I’ve found that people who believe inflation is caused by corporate greed tend to have left-leaning policy views, while global warming skeptics tend to have right-leaning policy views. Perhaps this gives a clue as to why many people are skeptical of the claim that high taxes discourage work.
Let’s say you’re in favor of a large welfare state for various reasons. You might then be reluctant to accept the empirical data showing that high taxes have negative effects. From a purely logical point of view, this doesn’t make much sense. It’s certainly possible that a welfare state is beneficial, even though it leads to a decrease in GDP per capita. Perhaps the increased leisure time is worth the hit to national income.
Unfortunately, when people have strong policy opinions, they tend to behave more like lawyers than scientists: they seek out evidence that supports their policy preferences and they tend to discount evidence that supports their own policy preferences.
Political bias is not the only factor that causes people to reject the implications of economic theory. It is also true that much economic theory is counterintuitive. For example, most elasticities tend to be higher than would be expected if we relied on introspection, or “common sense.” Thus, even people with so-called “addictions,” such as to smoking or illegal drug use, often respond surprisingly well to price signals.

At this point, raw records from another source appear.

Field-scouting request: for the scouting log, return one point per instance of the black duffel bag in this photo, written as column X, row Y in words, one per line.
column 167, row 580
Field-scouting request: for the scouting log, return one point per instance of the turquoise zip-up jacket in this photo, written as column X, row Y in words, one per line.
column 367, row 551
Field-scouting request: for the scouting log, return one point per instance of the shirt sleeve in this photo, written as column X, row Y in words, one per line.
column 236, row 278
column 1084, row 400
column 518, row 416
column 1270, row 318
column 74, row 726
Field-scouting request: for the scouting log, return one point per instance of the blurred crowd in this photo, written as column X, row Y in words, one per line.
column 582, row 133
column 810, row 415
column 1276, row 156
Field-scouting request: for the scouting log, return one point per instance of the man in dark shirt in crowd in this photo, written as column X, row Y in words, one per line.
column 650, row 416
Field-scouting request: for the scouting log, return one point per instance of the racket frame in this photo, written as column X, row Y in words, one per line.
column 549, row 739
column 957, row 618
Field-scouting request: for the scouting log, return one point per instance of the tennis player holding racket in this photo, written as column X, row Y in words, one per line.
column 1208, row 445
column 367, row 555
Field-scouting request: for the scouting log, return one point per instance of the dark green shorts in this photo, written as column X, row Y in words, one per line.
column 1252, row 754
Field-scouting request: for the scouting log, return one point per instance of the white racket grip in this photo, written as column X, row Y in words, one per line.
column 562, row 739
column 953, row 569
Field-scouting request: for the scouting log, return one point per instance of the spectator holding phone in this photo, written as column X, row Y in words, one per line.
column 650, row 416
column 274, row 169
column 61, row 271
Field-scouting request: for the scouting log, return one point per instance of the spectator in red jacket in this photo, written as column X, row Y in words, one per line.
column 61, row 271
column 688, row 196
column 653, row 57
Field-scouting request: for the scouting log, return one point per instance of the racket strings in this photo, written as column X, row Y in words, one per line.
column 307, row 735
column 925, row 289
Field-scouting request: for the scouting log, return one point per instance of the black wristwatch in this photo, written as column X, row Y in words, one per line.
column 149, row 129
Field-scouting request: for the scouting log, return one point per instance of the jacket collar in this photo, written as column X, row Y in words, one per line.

Many people probably find it hard to imagine that higher taxes would lead to people working fewer hours. They might think, “If we raise taxes, then I’ll have to work more hours to pay my bills.” Their mistake is not realizing that tax revenues don’t disappear, but are recirculated in the form of transfers to people who spend more of their leisure time. This is what economists call the “income-adjusted elasticity of labor supply.”
To summarize:
1. If the theory implies that X is true.
2. When empirical evidence tends to support the theory.
Be very careful before rejecting the claim that X is true.
P.S. Imagine if I went back in time and showed David Hume this graph of the M2 money supply:
If you asked Hume what he thought happened to the inflation of the early 2020s, how would he respond? Now suppose we told him that many people blame “corporate greed” for the high inflation of the early 2020s. How would that affect his view of the progress of economics 270 years after he invented the Quantity Theory of Money?